OpenMP C++ Matrix Multiplication run slower in parallel

Question 1

Your problem is due to a race condition on the inner loop variable j. It needs to be made private.

For C89 I would do something like this:

#pragma omp parallel
{
    int i, j, k;
    #pragma omp for
    for(i=0; ...

For C++ or C99 use mixed declarations

#pragma omp parallel for
for(int i=0; ...

Doing this you don't have to explicitly declare anything shared or private.

Some further comments to your code.
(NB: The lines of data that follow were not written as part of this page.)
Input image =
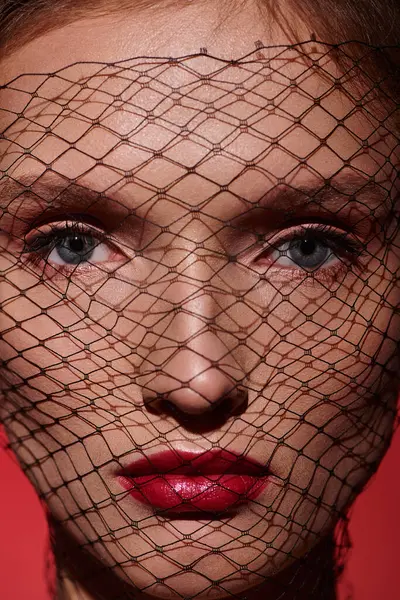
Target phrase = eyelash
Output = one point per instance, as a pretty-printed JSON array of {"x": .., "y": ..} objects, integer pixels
[
  {"x": 44, "y": 243},
  {"x": 339, "y": 243}
]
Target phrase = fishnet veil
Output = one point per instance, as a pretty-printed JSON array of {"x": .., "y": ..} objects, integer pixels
[{"x": 201, "y": 255}]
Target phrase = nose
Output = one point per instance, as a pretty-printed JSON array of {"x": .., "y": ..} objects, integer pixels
[{"x": 193, "y": 370}]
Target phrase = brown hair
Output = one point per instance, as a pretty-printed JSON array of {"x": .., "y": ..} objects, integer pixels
[{"x": 368, "y": 23}]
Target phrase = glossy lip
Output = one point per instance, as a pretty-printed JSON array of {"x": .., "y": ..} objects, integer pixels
[{"x": 183, "y": 481}]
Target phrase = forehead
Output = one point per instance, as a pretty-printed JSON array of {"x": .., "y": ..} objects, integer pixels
[{"x": 107, "y": 117}]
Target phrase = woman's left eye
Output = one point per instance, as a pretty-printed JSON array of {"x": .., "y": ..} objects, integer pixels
[
  {"x": 314, "y": 248},
  {"x": 307, "y": 253}
]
Your single threaded code is not cache friendly when you do B[k][j]. This reads a cacheline then moves to the next cache line and so forth until the dot product is done by which time the other cachelines have been evicted. Instead you should take the transpose first and access as BT[j][k]. Additionally, you have allocated arrays of arrays and not one contiguous 2D array. I fixed your code to use the transpose and a contiguous 2D array.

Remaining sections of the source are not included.